[quote=Parabolica]Jazzman-
Can you give more details about the Nordic explusion of their poor to the US. I always had this idea that they were people seeking a better deal in a new land. At least it sounds like that is the way it was for Swedes. http://en.wikipedia.org/wiki/Swedish_emigration_to_the_United_States%5B/quote%5D
Which expulsion are you referring to?
According to your link, the PTB in Sweden were opposed to the emigration of Swedes to the Americas.
[From your link:]
“During the later 19th century, the major shipping lines financed Swedish emigrant agents and paid for the production of large quantities of emigration propaganda. Much of this promotional material, such as leaflets, was produced by immigration promoters in the U.S. Propaganda and advertising by shipping line agents was often blamed for emigration by the conservative Swedish ruling class, which grew increasingly alarmed at seeing the agricultural labor force leave the country.“
…
[Also from your link:]
“Swedish mass migration took off in the spring of 1841 with the departure of Uppsala University graduate Gustaf Unonius (1810–1902) together with his wife, a maid, and two students. This small group founded a settlement they named New Upsala in Waukesha County, Wisconsin, and began to clear the wilderness, full of enthusiasm for frontier life in “one of the most beautiful valleys the world can offer.”[13] After moving to Chicago, Unonius soon became disillusioned with life in the U.S., but his reports in praise of the simple and virtuous pioneer life, published in the liberal newspaper Aftonbladet, had already begun to draw Swedes westward.

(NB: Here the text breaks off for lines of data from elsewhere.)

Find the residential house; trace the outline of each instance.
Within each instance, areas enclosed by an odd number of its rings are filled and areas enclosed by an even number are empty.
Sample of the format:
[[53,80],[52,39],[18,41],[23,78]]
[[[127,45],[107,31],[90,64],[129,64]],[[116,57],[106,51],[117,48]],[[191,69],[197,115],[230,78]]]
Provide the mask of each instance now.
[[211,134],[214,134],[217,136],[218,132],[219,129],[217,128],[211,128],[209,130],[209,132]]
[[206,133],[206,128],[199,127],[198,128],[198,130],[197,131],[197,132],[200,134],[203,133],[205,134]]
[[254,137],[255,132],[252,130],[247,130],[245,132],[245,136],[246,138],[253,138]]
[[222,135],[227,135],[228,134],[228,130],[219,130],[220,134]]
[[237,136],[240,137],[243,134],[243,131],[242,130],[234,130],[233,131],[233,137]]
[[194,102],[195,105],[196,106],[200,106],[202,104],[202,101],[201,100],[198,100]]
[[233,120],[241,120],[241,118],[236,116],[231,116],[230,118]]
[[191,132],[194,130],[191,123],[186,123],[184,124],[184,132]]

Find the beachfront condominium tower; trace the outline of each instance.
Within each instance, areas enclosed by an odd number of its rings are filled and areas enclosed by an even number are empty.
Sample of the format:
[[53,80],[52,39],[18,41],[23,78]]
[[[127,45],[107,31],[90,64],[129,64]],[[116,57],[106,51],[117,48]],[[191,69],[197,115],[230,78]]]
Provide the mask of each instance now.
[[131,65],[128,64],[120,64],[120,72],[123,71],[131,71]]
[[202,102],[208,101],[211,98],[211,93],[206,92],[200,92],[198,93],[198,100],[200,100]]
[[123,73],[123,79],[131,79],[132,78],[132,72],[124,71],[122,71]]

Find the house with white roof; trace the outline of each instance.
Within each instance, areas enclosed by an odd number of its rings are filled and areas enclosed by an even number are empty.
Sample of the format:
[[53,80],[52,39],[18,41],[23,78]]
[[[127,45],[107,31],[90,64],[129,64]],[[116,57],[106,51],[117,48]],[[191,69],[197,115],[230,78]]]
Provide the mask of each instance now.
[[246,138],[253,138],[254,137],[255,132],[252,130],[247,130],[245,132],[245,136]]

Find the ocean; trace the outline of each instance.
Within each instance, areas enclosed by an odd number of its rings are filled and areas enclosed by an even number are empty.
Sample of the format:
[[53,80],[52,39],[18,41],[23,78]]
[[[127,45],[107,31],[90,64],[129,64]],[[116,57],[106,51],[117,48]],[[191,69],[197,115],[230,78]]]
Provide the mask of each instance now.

The rising Swedish exodus was caused by economic, political, and religious conditions affecting particularly the rural population. Europe was in the grip of an economic depression. In Sweden, population growth and repeated crop failures were making it increasingly difficult to make a living from the tiny land plots on which at least three quarters of the inhabitants depended. Rural conditions were especially bleak in the stony and unforgiving Småland province, which became the heartland of emigration. The American Midwest was an agricultural antipode to Småland, for it, Unonius reported in 1842, “more closely than any other country in the world approaches the ideal which nature seems to have intended for the happiness and comfort of humanity.”[14] Prairie land in the Midwest was ample, loamy, and government-owned. From 1841 it was sold to squatters for $1.25 per acre, ($28 per acre ($69/ha) as of 2013), following the Preemption Act of 1841 (later replaced by the Homestead Act). The inexpensive and fertile land of Illinois, Iowa, Minnesota and Wisconsin was irresistible to landless and impoverished European peasants. It also attracted more well-established farmers.”
…..
[And this, also from your link.]
The political freedom of the American republic exerted a similar pull. Swedish peasants were some of the most literate in Europe, and consequently had access to the European egalitarian and radical ideas that culminated in the Revolutions of 1848.[15] The clash between Swedish liberalism and a repressive monarchist regime raised political awareness among the disadvantaged, many of whom looked to the U.S. to realize their republican ideals.